Higgins may be a few days away from breaking camp with the Cubs as the team’s backup catcher.
MESA, Ariz. – Sometimes opportunity comes when you least expect it and for Cubs’ catcher PJ Higgins, that opportunity may be around the corner. Higgins, 27, has gotten rave reviews from around Cubs camp this spring as he’s had more opportunities to show what he can do.
Higgins may not have gotten many looks during a typical spring, but following Austin Romine’s right knee sprain, the Cubs’ backstop is inching closer to having a spot on the Opening Day roster.
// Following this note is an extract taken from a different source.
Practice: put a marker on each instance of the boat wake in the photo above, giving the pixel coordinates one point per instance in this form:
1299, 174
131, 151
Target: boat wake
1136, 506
“I think there’s a lot to like about PJ,” manager David Ross said. “He makes good contact. I love his ability to run a game behind the plate. We’ve thrown a couple of scouting reports at him already and he’s done a really good job the other night catching and handling that. … The work ethic and the care of the guy is off the charts, as well. So there’s a lot to appreciate from him.”
If there was a position where the Cubs could sustain an injury and have the depth to weather the storm, it’s the catcher position. While Willson Contreras is the everyday guy behind the plate, having quality depth can give the Cubs peace of mind and provide development for players like Higgins and prospect Miguel Amaya.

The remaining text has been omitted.